On stage, there was a true interplay of music and dance, a symbiotic relationship. In certain
pieces, the music would begin and lead the movement, with the dancers animating at the
periphery and radiating out. At other moments, the musicians were literally transported and
carried away by the dancers themselves—sound trailed after and followed dance. According to
the program notes, the choreographer, Lucy Guerin, wanted to create a piece that moved
beyond narrative representation, and to play with an evolution of forms. This was visible when
the troupe oscillated between moving as one large holistic organism, and then broke into
individual expressions.
One of the most riveting solos was Samantha Hine’s piece, which began like a street style robot
dance, but morphed into a haunting demonic possession no "Exorcist" film could possibly top.
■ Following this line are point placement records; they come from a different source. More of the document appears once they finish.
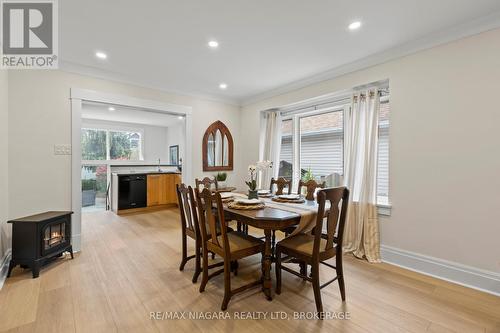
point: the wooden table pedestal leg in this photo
(266, 266)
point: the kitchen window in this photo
(105, 144)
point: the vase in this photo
(252, 194)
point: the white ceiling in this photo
(99, 111)
(264, 44)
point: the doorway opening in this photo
(115, 134)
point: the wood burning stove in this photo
(39, 238)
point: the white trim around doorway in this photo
(77, 97)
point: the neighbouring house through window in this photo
(312, 145)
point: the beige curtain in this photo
(361, 235)
(270, 145)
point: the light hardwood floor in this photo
(129, 267)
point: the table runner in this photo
(307, 213)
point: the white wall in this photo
(175, 135)
(40, 116)
(5, 233)
(156, 140)
(444, 148)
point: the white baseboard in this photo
(442, 269)
(4, 266)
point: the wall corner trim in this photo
(467, 276)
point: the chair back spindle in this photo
(211, 215)
(338, 199)
(311, 187)
(187, 207)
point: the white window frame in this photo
(89, 125)
(383, 203)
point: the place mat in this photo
(277, 199)
(307, 214)
(235, 205)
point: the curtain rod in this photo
(335, 99)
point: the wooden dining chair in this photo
(280, 185)
(231, 246)
(190, 227)
(207, 182)
(311, 187)
(314, 249)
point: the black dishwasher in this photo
(132, 191)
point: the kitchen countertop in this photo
(134, 173)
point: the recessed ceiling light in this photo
(355, 25)
(101, 55)
(213, 44)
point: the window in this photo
(124, 146)
(383, 152)
(319, 144)
(103, 144)
(322, 146)
(286, 151)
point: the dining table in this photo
(272, 217)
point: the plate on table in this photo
(226, 195)
(289, 196)
(242, 201)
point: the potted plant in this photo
(88, 192)
(221, 179)
(252, 184)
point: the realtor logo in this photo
(29, 34)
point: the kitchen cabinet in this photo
(162, 189)
(132, 192)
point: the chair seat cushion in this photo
(301, 243)
(242, 245)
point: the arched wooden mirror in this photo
(217, 148)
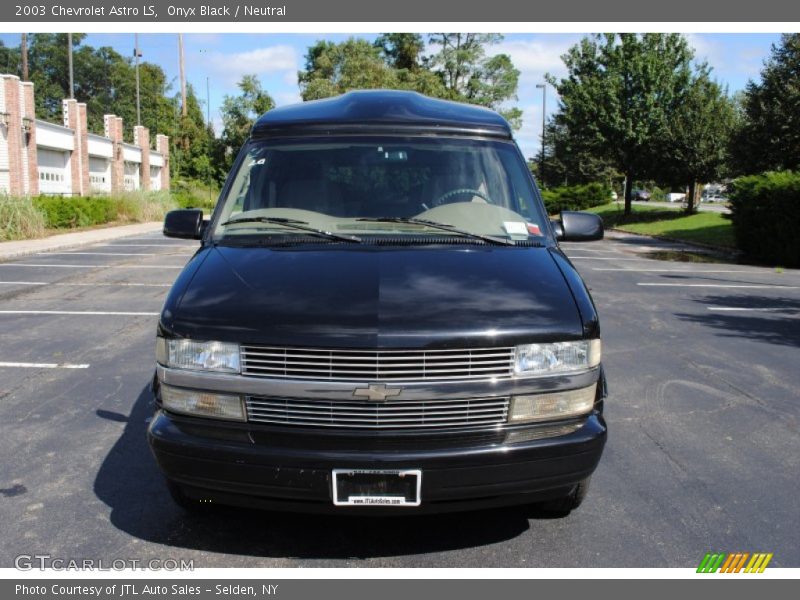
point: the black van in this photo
(379, 318)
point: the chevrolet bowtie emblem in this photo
(376, 392)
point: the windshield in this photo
(382, 186)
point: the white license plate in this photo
(370, 487)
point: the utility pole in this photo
(183, 75)
(24, 57)
(137, 55)
(543, 87)
(69, 63)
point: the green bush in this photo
(142, 206)
(658, 195)
(765, 210)
(190, 193)
(62, 213)
(576, 197)
(19, 219)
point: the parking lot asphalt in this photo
(703, 451)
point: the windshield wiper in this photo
(295, 224)
(443, 226)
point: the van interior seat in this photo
(316, 195)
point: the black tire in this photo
(566, 504)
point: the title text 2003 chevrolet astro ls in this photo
(378, 319)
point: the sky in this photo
(222, 59)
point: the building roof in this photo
(384, 110)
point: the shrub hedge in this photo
(62, 213)
(29, 217)
(575, 197)
(765, 210)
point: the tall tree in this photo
(696, 147)
(401, 50)
(239, 113)
(769, 137)
(620, 93)
(460, 70)
(333, 69)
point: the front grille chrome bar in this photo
(377, 365)
(443, 414)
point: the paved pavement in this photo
(703, 452)
(704, 206)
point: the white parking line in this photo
(99, 283)
(723, 285)
(92, 266)
(43, 365)
(645, 270)
(98, 254)
(115, 245)
(606, 258)
(746, 309)
(77, 312)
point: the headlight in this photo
(199, 356)
(552, 406)
(559, 357)
(202, 404)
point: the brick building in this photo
(66, 159)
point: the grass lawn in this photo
(704, 227)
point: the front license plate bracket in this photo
(377, 487)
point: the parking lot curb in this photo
(63, 241)
(720, 251)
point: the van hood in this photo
(355, 297)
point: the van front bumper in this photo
(275, 469)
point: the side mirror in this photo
(185, 223)
(579, 227)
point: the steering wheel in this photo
(459, 192)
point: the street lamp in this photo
(543, 87)
(137, 55)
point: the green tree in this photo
(333, 69)
(468, 75)
(769, 135)
(239, 113)
(696, 147)
(620, 94)
(460, 70)
(401, 50)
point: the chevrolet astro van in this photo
(379, 319)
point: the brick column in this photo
(141, 138)
(113, 131)
(162, 146)
(29, 111)
(14, 135)
(75, 119)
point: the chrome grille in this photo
(377, 365)
(403, 414)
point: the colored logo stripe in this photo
(733, 563)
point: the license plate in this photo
(362, 487)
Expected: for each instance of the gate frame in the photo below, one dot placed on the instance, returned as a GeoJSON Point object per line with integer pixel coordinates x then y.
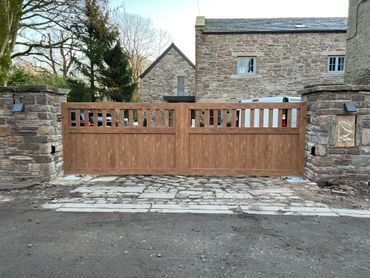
{"type": "Point", "coordinates": [182, 130]}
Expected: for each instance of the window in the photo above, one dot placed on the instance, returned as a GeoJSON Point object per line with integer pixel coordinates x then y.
{"type": "Point", "coordinates": [246, 65]}
{"type": "Point", "coordinates": [180, 85]}
{"type": "Point", "coordinates": [336, 64]}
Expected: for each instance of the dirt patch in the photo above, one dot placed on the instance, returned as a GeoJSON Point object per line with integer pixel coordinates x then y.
{"type": "Point", "coordinates": [343, 195]}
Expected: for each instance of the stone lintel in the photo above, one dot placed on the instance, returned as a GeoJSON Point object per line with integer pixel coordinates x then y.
{"type": "Point", "coordinates": [336, 88]}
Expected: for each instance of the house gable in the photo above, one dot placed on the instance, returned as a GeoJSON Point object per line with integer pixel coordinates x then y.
{"type": "Point", "coordinates": [171, 74]}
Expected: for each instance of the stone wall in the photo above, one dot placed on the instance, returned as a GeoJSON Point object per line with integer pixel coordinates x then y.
{"type": "Point", "coordinates": [31, 141]}
{"type": "Point", "coordinates": [161, 80]}
{"type": "Point", "coordinates": [326, 162]}
{"type": "Point", "coordinates": [358, 41]}
{"type": "Point", "coordinates": [285, 63]}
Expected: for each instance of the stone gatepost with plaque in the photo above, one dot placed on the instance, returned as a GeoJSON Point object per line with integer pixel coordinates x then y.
{"type": "Point", "coordinates": [338, 133]}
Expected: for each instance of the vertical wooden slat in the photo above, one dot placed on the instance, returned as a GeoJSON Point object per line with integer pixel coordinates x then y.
{"type": "Point", "coordinates": [104, 117]}
{"type": "Point", "coordinates": [139, 118]}
{"type": "Point", "coordinates": [224, 117]}
{"type": "Point", "coordinates": [157, 118]}
{"type": "Point", "coordinates": [166, 118]}
{"type": "Point", "coordinates": [148, 116]}
{"type": "Point", "coordinates": [95, 116]}
{"type": "Point", "coordinates": [242, 118]}
{"type": "Point", "coordinates": [113, 117]}
{"type": "Point", "coordinates": [215, 118]}
{"type": "Point", "coordinates": [280, 117]}
{"type": "Point", "coordinates": [130, 118]}
{"type": "Point", "coordinates": [290, 116]}
{"type": "Point", "coordinates": [121, 118]}
{"type": "Point", "coordinates": [233, 118]}
{"type": "Point", "coordinates": [252, 118]}
{"type": "Point", "coordinates": [261, 123]}
{"type": "Point", "coordinates": [78, 112]}
{"type": "Point", "coordinates": [206, 118]}
{"type": "Point", "coordinates": [271, 118]}
{"type": "Point", "coordinates": [86, 119]}
{"type": "Point", "coordinates": [197, 118]}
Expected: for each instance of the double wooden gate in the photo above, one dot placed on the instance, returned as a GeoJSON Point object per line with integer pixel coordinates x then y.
{"type": "Point", "coordinates": [259, 139]}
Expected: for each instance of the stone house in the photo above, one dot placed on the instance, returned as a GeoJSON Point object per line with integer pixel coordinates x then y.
{"type": "Point", "coordinates": [169, 78]}
{"type": "Point", "coordinates": [244, 58]}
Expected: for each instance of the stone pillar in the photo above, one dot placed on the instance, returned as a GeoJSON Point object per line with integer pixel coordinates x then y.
{"type": "Point", "coordinates": [337, 142]}
{"type": "Point", "coordinates": [199, 27]}
{"type": "Point", "coordinates": [31, 141]}
{"type": "Point", "coordinates": [357, 69]}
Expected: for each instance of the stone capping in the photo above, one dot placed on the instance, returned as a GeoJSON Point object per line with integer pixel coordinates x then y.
{"type": "Point", "coordinates": [35, 88]}
{"type": "Point", "coordinates": [319, 88]}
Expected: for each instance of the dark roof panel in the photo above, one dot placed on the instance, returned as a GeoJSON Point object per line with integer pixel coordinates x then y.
{"type": "Point", "coordinates": [272, 25]}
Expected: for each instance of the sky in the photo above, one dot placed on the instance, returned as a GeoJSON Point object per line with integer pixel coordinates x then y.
{"type": "Point", "coordinates": [177, 17]}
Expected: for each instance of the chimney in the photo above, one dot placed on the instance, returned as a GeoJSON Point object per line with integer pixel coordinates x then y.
{"type": "Point", "coordinates": [357, 68]}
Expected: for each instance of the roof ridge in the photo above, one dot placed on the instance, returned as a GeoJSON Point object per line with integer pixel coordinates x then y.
{"type": "Point", "coordinates": [272, 18]}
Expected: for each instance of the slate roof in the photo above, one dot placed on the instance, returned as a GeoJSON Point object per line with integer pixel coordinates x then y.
{"type": "Point", "coordinates": [164, 54]}
{"type": "Point", "coordinates": [275, 25]}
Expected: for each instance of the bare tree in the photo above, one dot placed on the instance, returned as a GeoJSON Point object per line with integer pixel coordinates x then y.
{"type": "Point", "coordinates": [56, 59]}
{"type": "Point", "coordinates": [141, 40]}
{"type": "Point", "coordinates": [25, 25]}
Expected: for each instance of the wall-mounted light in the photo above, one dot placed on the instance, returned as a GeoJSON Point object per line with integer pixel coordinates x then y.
{"type": "Point", "coordinates": [18, 107]}
{"type": "Point", "coordinates": [350, 107]}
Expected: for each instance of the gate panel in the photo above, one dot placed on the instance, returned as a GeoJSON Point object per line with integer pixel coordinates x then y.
{"type": "Point", "coordinates": [261, 139]}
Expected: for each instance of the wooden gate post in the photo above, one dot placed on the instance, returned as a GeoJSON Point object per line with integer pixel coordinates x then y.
{"type": "Point", "coordinates": [182, 138]}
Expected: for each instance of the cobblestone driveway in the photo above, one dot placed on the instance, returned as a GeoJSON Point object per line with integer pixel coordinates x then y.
{"type": "Point", "coordinates": [171, 194]}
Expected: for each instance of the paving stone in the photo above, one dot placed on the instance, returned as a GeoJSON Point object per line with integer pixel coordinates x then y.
{"type": "Point", "coordinates": [233, 195]}
{"type": "Point", "coordinates": [104, 179]}
{"type": "Point", "coordinates": [157, 195]}
{"type": "Point", "coordinates": [185, 194]}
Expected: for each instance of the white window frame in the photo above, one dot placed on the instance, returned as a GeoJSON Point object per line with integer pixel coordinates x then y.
{"type": "Point", "coordinates": [249, 62]}
{"type": "Point", "coordinates": [181, 89]}
{"type": "Point", "coordinates": [338, 67]}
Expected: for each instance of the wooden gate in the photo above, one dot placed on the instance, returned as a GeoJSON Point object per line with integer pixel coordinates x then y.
{"type": "Point", "coordinates": [259, 139]}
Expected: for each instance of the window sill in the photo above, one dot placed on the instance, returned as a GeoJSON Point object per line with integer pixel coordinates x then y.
{"type": "Point", "coordinates": [245, 76]}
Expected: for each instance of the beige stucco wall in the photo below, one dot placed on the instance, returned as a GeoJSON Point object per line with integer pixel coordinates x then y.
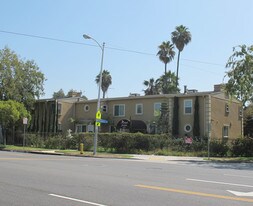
{"type": "Point", "coordinates": [185, 119]}
{"type": "Point", "coordinates": [219, 117]}
{"type": "Point", "coordinates": [130, 109]}
{"type": "Point", "coordinates": [67, 112]}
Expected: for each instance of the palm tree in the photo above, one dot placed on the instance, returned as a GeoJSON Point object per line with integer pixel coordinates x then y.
{"type": "Point", "coordinates": [166, 53]}
{"type": "Point", "coordinates": [151, 87]}
{"type": "Point", "coordinates": [180, 37]}
{"type": "Point", "coordinates": [106, 81]}
{"type": "Point", "coordinates": [167, 83]}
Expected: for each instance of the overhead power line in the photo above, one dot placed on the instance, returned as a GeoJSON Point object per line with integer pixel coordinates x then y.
{"type": "Point", "coordinates": [112, 48]}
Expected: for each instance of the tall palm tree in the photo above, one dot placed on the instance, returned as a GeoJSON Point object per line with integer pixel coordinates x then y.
{"type": "Point", "coordinates": [166, 53]}
{"type": "Point", "coordinates": [151, 87]}
{"type": "Point", "coordinates": [106, 81]}
{"type": "Point", "coordinates": [167, 83]}
{"type": "Point", "coordinates": [180, 37]}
She moved as though controlled by an outside force, and Shabara’s voice accentuated her
convulsions and broken joints. Sound manifested itself physically - when he growled, gurgled
and thrashed around on stage his body eerily mirrored her movements. The verisimilitude was
uncanny, and the audience responded with laughter, which made me wonder if it was a result
of horror tropes in the popular consciousness. Or maybe laughter masked the unease? Either
way, loud applause at the end highlighted this as a favorite.
In another scene, the dancers picked up the two musicians whilst they were playing and began
to carry them around the stage, like jesters – they tried with all their might to distract them,
rolling them on the ground, pressing their hands into their chests as if they could distort or affect the sound. One of the musicians was even dragged around by his feet – which at first
seemed comical, but then morphed into a fierce act of independence. The music played on
steadily, as the musicians crawled away on the floor, in a last ditch refusal or protest to express
their art. The piece ended when new percussive instruments suddenly joined in from the
middle of the audience, as though the sound moved beyond its physical boundaries and spread.
The climactic scene of the evening involved the entire troupe, shaking in unison in a trance-like,
ritualistic state. At one point twenty or so participants of all ages emerged from the audience,
also clothed in similar neutral hues and street-wear, joining the dancers on stage. The division
between professional and amateur became blurred once the mob moved in a mass, and
became something larger than life - more than the sum of its parts.
Shafts of blue light pierced through the smoky air, and the dancers moved in a frenetic manner,
reminiscent of a nightclub. They eventually formed two lines, and bodies ran from one side to
the next, as through entrapped in a diminishing space, with the moving walls closing in. Once
the gap diminished, there was nothing more than a pile of writhing bodies left on the floor.
In the program notes, choreographer Gideon Obarzenek mentions his kibbutz experience in
Israel as an inspiration for the show, where communal participation is privileged over
performance. With “Attractor” he wanted to create a ritual for non-believers, to create a space
where people could experience an ecstatic and transcendental state.
My mind could not help but think of the recent concert shooting in Las Vegas, and then recall
Orlando, and the Bataclan attack in Paris. With images of bodies mobilized at their fullest
extent in joy, ecstasy and union one moment only to have the life taken away from them in the
next. I could not help but wonder if an innocent communal gathering in a public setting was
becoming increasingly put into question and less possible without an inch of paranoia.
In a powerful last image of the night, the dancers’ bodies froze motionless on stage, but the
singer’s voice continued to scream on in pain, as lights flashed on and off in a strobe-like
manner, exorcising the spirits of the deceased. In order to fully achieve an ecstatic state, must
we not first collectively grieve and release the pain?